House debates

Monday, 22 July 2019

Private Members' Business

Penalty Rates

12:27 pm

Photo of Ed HusicEd Husic (Chifley, Australian Labor Party) Share this | | Hansard source

Cutting penalty rates is a government-sanctioned form of wage theft, pure and simple. It is something that we should resist and fight against. We cannot support seeing the wages of ordinary Australians, the wallets and purses of ordinary Australians, being squeezed to facilitate this form of wealth transfer. Its supposed benefits cannot be supported by the facts.

Two years ago, under the coalition government's watch, casualised industries, particularly hospitality, pharmacy, fast food and retail, had penalty rates cut. In November 2018 we saw more casual workers cop a cut of $77 per week. In July this year we had the next round of penalty rate cuts, impacting 700,000 workers all-up. Between Mount Druitt and Blacktown, nearly 12,000 workers will feel the impact of penalty rate cuts. An estimated one in six workers in my part of western Sydney has felt a cut to penalty rates.

All this, according to some business groups, did not create a single job. The supposed benefits are not being delivered. There is no economic benefit that has been seen as a result of this, not a job created. Worse still is what we are seeing in some of the industries that were supposed to have benefited from these cuts. Big W in Western Sydney has started the process of closing down stores, even after penalty rates were cut. Stores are closing down in places like Chullora, Auburn and Fairfield. So, again, all we have seen is ordinary workers lose out and no benefit to the broader economy.

It's all because the coalition, in an ideological war against people's wages, decided this through its ginger group. It has also started on superannuation, I see. The same ginger group that argued for this cut and then disappeared, because they won't have any speakers on their side back this, is now saying people's super shouldn't be increased as well. The coalition and some business backers are trying to brainwash others to say this is good for the economy. The facts don't support squeezing money out of pay packets and seeing profits grow at the expense of the wages share within our economy.

Something is happening in our economy. Underemployment is a big issue. People don't get the type of work they want. They're not getting full-time work. I think of the woman in Plumpton who grabbed me by the arm and said: 'I can't keep working a part-time job. I don't have a part-time mortgage.' Or I think of the people not getting a wage increase. Wages are hardly growing. If you look, for example, at wages growth, it was 2.2 per cent per annum in the five years to December 2018, but it was 3.3 per cent for the five years leading up to December 2013. Under the coalition's watch, wages are down. Real wages as measured by average weekly ordinary time earnings for adult employees working full-time adjusted for inflation grew only half a per cent per annum in Australia in the five years to December 2018.

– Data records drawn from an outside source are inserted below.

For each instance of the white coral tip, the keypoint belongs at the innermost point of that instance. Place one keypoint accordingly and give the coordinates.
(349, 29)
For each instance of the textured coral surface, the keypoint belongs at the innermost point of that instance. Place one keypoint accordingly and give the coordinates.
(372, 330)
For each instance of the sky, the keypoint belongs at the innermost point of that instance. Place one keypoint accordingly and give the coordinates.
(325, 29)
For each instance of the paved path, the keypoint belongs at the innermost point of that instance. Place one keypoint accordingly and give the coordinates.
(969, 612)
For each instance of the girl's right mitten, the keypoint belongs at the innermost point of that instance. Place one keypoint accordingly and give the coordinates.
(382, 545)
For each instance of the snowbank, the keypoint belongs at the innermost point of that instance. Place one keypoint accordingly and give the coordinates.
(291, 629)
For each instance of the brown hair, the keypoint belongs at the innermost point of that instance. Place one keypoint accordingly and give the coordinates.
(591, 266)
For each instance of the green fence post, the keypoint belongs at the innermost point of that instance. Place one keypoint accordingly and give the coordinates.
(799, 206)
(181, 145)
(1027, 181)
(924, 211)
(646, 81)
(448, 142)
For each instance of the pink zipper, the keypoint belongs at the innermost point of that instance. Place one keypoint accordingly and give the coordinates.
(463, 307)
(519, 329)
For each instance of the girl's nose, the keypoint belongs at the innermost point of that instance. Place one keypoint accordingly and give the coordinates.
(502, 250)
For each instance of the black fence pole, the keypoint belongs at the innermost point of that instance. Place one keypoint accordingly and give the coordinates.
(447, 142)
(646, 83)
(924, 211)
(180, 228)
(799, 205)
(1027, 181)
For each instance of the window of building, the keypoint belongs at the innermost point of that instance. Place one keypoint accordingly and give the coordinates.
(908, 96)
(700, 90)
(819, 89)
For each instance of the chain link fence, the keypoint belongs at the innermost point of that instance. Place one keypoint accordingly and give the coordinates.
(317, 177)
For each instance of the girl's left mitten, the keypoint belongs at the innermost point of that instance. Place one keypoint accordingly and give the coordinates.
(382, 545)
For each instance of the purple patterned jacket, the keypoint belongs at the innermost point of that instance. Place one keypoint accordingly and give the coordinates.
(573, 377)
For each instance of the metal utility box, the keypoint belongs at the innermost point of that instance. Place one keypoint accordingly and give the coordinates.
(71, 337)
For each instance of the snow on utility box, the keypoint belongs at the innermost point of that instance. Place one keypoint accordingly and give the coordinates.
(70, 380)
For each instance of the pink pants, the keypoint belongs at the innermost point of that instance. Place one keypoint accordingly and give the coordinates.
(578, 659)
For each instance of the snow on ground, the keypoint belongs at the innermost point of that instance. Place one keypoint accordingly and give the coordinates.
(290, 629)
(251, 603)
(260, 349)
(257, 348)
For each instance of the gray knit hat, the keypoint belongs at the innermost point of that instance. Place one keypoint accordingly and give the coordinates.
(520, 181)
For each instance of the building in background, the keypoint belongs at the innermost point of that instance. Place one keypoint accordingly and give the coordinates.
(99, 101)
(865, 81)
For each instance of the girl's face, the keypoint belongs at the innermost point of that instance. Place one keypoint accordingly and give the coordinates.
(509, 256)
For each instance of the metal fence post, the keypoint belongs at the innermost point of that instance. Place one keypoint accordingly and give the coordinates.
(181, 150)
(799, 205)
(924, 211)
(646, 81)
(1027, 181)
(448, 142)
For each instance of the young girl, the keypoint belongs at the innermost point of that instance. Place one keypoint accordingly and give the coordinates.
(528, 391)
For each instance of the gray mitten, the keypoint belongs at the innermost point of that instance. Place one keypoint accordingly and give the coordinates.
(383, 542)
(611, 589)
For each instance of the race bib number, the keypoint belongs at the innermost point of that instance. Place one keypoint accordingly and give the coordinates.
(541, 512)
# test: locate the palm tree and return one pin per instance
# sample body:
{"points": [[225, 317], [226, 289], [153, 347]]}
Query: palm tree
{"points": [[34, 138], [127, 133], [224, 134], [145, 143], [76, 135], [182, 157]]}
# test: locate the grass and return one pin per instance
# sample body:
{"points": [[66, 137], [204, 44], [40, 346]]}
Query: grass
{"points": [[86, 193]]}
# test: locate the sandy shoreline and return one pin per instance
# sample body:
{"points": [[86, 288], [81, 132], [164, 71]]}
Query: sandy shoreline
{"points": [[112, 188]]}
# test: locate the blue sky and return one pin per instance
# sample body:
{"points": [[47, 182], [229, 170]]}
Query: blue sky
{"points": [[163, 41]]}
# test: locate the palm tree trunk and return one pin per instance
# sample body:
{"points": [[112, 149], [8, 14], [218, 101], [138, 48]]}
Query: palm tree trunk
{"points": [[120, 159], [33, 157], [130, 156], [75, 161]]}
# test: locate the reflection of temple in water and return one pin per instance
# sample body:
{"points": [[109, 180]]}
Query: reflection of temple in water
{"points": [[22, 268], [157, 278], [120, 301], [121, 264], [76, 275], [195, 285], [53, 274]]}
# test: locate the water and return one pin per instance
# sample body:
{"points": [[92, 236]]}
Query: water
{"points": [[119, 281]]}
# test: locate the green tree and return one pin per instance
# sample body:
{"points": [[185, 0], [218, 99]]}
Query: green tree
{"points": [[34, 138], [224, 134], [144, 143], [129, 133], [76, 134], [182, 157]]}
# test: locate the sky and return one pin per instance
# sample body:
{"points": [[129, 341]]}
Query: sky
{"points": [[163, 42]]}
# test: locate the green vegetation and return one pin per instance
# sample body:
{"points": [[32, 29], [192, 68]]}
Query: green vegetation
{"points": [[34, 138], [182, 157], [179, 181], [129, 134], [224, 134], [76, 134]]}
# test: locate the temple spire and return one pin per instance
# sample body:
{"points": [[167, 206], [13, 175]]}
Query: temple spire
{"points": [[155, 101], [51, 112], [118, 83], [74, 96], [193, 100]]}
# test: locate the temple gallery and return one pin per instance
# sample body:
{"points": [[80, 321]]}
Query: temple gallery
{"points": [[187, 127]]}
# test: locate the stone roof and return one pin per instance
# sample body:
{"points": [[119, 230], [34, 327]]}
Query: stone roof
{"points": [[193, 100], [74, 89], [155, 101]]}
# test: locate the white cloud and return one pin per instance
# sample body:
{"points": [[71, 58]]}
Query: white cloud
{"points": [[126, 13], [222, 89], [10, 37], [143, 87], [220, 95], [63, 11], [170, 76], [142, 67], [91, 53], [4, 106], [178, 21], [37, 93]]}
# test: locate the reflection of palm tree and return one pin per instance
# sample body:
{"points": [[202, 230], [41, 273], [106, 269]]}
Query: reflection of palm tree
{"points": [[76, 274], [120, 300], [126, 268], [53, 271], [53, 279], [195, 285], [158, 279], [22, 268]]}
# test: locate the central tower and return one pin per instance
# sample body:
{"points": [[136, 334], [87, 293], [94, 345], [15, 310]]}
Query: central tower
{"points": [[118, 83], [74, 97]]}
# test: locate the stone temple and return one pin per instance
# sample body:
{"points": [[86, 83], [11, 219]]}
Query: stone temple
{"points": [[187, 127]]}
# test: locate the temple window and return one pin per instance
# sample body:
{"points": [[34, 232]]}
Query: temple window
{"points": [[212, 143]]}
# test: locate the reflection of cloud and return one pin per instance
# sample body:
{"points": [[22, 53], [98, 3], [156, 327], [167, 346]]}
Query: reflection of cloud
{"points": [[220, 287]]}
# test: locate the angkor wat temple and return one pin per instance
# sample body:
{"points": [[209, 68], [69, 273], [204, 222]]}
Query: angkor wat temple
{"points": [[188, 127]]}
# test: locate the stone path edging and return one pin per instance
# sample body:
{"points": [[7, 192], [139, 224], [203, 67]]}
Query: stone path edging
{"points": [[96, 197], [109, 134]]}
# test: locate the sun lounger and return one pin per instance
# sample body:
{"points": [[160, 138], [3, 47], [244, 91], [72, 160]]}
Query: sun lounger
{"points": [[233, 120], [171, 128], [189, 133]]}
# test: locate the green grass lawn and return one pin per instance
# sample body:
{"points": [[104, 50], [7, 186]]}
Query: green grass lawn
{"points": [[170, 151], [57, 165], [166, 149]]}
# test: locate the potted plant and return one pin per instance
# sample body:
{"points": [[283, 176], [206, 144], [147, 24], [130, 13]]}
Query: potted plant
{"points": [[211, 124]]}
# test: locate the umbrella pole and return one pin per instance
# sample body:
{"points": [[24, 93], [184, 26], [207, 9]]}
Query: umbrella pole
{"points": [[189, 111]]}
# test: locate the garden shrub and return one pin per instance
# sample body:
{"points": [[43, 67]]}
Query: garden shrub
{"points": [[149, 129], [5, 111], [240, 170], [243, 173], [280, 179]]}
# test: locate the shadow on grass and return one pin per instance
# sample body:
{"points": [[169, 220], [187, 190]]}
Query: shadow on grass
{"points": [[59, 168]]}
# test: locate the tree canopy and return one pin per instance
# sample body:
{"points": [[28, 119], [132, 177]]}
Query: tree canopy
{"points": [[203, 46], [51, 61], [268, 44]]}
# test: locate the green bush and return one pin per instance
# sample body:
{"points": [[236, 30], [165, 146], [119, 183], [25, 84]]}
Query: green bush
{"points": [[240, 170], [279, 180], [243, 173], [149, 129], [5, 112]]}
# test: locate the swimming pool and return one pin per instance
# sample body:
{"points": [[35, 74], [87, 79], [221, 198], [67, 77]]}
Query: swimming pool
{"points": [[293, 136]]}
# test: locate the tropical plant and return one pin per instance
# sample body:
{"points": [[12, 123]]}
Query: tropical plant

It is unbelievable that this is happening, and some of the commentary around this is equally unbelievable. Last week we had this in The Australian. According to Michael Roddan's interpretation of some Treasury research:

Stubborn employees who refuse to move into more productive companies are a major cause of the nation's record-low wages growth …

In the Financial Review the same day an article was titled 'Don't expect pay rises, warn 40pc of CEOs'. We can't have a situation in the economy where some people will benefit and others won't. We need to be able to work together to ensure that growth and productivity increase but that everyone benefits from this. This has to be a priority. The only way to boost growth and productivity is to have that cooperative mindset.

The government do not have a clue how to fix this. Their track record based on the stats shows they will not fix this. They can only cut penalty rates, which is wage theft and which is robbing ordinary workers. We need to rethink the rewards system in our economy, get people focusing on this issue and coming up with a solution to this that grows the economy and make sure people's wages rise and that we do not see the economy only grow because we robbed the wages of ordinary Australian workers. It's not good enough.